Michael Dell, who already owns a 15.7 percent stake in his namesake company, may spend as much as $1 billion in personal cash to keep control.
Dell founder and CEO Michael Dell reportedly is considering spending as much as $1 billion of his own money to retain control of the tech vendor if it goes private.
According to unnamed sources quoted by Bloomberg
, Dell already owns 15.7 percent of the company, which has been hammered in recent quarters by the downturn in the global PC market while it tries to transition to more of an enterprise IT solutions provider.
Reports have been circulating in the past few weeks that Dell executives are considering a leveraged buyout that would take the company private
and give it greater flexibility as it moves forward with its transformation.
Some of the names circulated as key players in the plan to take Dell private are not only equity firms like Silver Lake Management, but also software giant Microsoft
, which could invest as much as $1 billion or more in the deal. According to the Bloomberg report, Michael Dell would combine his current 15.7 percent stake with another $500 million to $1 billion of his own money to retain control of the company, which currently is the world's third-largest PC maker.
According to reports, Dell's contribution would push his stake in the company past the 50 percent mark, with Silver Lake and Microsoft investing $1 billion to $2 billion apiece.
The deal reportedly would put the price for Dell in the $22 billion to $24 billion range, the largest leveraged buyout since before the global recession hit several years ago, according to analysts.
Dell has created a subcommittee of the board of directors to investigate the options facing the company. Among those options is selling to other buyers, sources told Bloomberg. They said that Evercore Partners, which is advising the subcommittee, has spoken with other potential buyers, though no other bids have been made.

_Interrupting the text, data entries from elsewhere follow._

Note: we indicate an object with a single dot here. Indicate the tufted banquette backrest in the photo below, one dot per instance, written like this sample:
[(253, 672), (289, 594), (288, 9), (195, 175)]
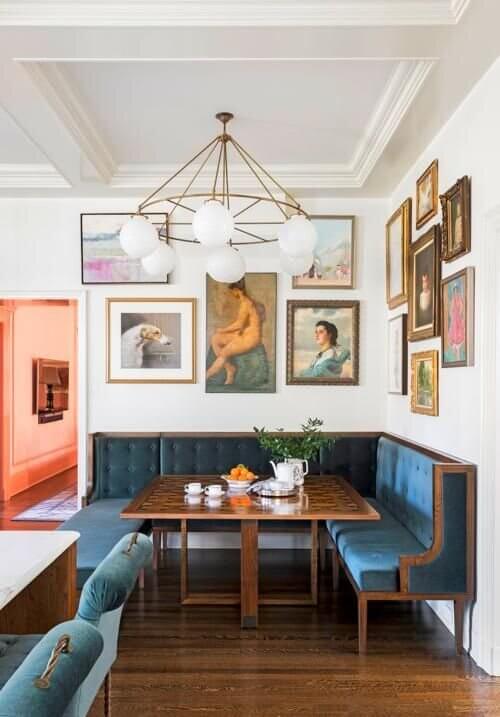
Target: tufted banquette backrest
[(405, 487), (124, 464)]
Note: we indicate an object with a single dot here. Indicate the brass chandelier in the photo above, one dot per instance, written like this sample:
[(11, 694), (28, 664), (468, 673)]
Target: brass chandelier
[(221, 220)]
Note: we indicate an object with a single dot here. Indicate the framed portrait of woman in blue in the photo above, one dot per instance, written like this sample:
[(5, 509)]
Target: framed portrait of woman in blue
[(323, 343)]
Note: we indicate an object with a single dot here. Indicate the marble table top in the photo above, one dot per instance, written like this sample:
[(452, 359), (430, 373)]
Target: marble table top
[(24, 554)]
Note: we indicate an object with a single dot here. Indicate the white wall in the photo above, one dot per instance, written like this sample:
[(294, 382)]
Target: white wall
[(468, 144), (40, 241)]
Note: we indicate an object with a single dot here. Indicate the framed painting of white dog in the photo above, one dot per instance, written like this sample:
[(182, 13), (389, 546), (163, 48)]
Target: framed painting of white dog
[(151, 340)]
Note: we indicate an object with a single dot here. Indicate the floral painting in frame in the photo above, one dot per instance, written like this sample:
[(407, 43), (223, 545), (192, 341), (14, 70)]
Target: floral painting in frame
[(151, 340), (425, 383), (103, 259), (427, 195), (398, 355), (323, 342), (425, 266), (457, 322), (333, 265), (397, 237), (456, 232), (241, 335)]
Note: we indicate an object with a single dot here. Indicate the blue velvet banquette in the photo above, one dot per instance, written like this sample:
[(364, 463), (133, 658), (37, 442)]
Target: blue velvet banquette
[(422, 547)]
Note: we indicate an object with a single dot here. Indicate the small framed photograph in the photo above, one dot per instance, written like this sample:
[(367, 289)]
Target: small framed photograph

It could take time for a deal to be reached, according to sources speaking to The Wall Street Journal
. They told the newspaper earlier this week that issues surrounding Microsoft's possible participation in the deal were being discussed, in particular the degree to which Microsoft would have a say in how Dell would be run. That's an important issue, given that Dell sells a lot of computers with Microsoft's Windows operating system inside. What needs to be determined is to what extent Microsoft's owning part of Dell would affect their partnership, the sources said.
The key advantage
for taking the company private would be enabling Michael Dell and other company executives to continue remaking the company outside the glare of Wall Street that comes with being a public company. They no longer would feel the pressure of the quarterly earnings reports, and they would be afforded much wider latitude in making significant decisions about Dell's future, such as whether to shed the PC business, according to analysts.
In an interview with The Journal
, Microsoft CEO Steve Ballmer would not comment on Dell in particular, but acknowledged the changes in the computing industry and said that Microsoft wants "all of our OEM customers to be as strong as they can possibly be."